Archive for June, 2005

Healing Environments vs Hospitable Environments: What is the difference?

Saturday, June 25th, 2005

When we first began working in this field in the late 80’s, the term “healing environment” was hardly mainstream. It was not being used by most hospitals, nor was it a benchmark, a marketing hook, or a standard. It was simply too new a concept and the design and construction industries were just beginning to work from a new reality that a ‘healing’ environment played a proactive role in improving patient outcomes. Now, 2005, evidence-based design based on research and documentation supports not only the theory that the environment is itself a caregiver, but that it can be a contributing risk factor hidden among other factors that threaten safety and treatment efficacy.

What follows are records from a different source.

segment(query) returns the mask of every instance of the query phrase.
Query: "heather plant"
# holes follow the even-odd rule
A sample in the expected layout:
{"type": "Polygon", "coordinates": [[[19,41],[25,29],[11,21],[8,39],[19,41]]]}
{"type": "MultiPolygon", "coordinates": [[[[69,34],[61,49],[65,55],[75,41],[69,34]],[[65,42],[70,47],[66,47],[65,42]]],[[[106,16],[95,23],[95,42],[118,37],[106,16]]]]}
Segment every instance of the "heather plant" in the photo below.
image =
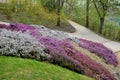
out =
{"type": "Polygon", "coordinates": [[[102,65],[76,50],[67,39],[58,40],[42,35],[35,27],[24,24],[10,24],[6,29],[28,33],[45,46],[49,61],[69,68],[97,80],[116,80],[102,65]],[[65,62],[64,62],[65,61],[65,62]]]}
{"type": "Polygon", "coordinates": [[[102,65],[96,63],[87,55],[78,52],[69,41],[56,40],[50,37],[41,37],[39,41],[48,49],[47,52],[55,58],[54,62],[61,63],[61,61],[67,59],[76,62],[77,72],[79,73],[94,77],[97,80],[116,80],[102,65]]]}
{"type": "Polygon", "coordinates": [[[44,60],[50,56],[44,49],[45,47],[29,34],[6,29],[0,31],[0,55],[44,60]]]}
{"type": "Polygon", "coordinates": [[[112,64],[114,66],[117,66],[117,58],[113,51],[105,47],[104,45],[100,43],[95,43],[92,41],[80,39],[80,46],[89,50],[92,53],[95,53],[96,55],[100,56],[105,60],[106,63],[112,64]]]}
{"type": "Polygon", "coordinates": [[[83,47],[89,50],[91,53],[103,58],[106,63],[117,66],[118,61],[115,54],[104,45],[85,39],[73,38],[72,40],[79,44],[80,47],[83,47]]]}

Among the many questions that we are asked has to do with how a hospital committee can be certain that a design professional or architect is qualified to design and implement a healing environment and what outcomes can be expected.

I could say check references and background. However, this may not actually reveal what one would hope. Not every hospital sets facility design and construction on the basis of therapeutic outcomes. Sometimes the bottom-line is limited to functionality, appearance, and budget. In fact, I might suggest that this is most of the time…except for the most cutting-edge organizations.

When I look at the many new hospitals and clinics under construction and what we now know about the impact of color, noise, lighting, way finding, spatial organization, traffic flow…and the demand for less medication, improved rest, privacy, efficiency, and accuracy…it is difficult to understand how a facility could consider one side of this equation without accountability to the other: functionality + clinical effectiveness, or the reverse.

I am interested in your experiences in conceptualizing environmental changes for your hospital or clinic. Is the goal a healing environment? If not, what are the objectives that determine the outcome?



Long-distance Confined elders: How are we caring for them?

Sunday, June 5th, 2005

While this topic is so broad, I have felt in recent weeks that the concerns most of us have about our aging parents are filtered through the guilt of being so far away. We are the first generation to move beyond driving distance, set up lives so far away that weekly dinners are impossible. None of my actions in moving away had anything to do with projecting how life would look when my parents would become frail. Nor, how it would look if my siblings or I would become ill or in need of help. Such a dilemma. A life-style outcome that had been so grossly overlooked.

That said, i personally have no regrets about leaving my hometown or leaving my birth family. Nor do they. Nonetheless, learning how to manage the tending of parents and oversee their care from a long way has never been more difficult.

While home health is a booming industry, the costs are often prohibitive, or at the least frightening to look at for long term.

The steps we took, in case this is of value to any of you, is that the two families (we are “blended” since my Dad remarried over 20 years ago following my Mom’s death) have developed strong and clear communication. One of us found a wonderful home-health care manager (www.askhealthcare.com) who has guided us to an eldercare attorney who could review the financial situations and project into the future. Also, we have developed relationships with their caregivers, physicians, and others relevant to their care.

My husband would tell you that the best thing he did was get to know every staff member of the assisted-living facility in which his parents lived until their death. It allowed him to call any time and they would know him and provide both information to him and check on his folks.

Elder care in this country is not great. It is, as Uvi Reinhardt of Princeton said, an embarrassment. However, as in all other aspects, understanding the system is a must and bringing it down to people taking care of people makes it more manageable.

I am interested in how others are managing and any othe resources that might be available.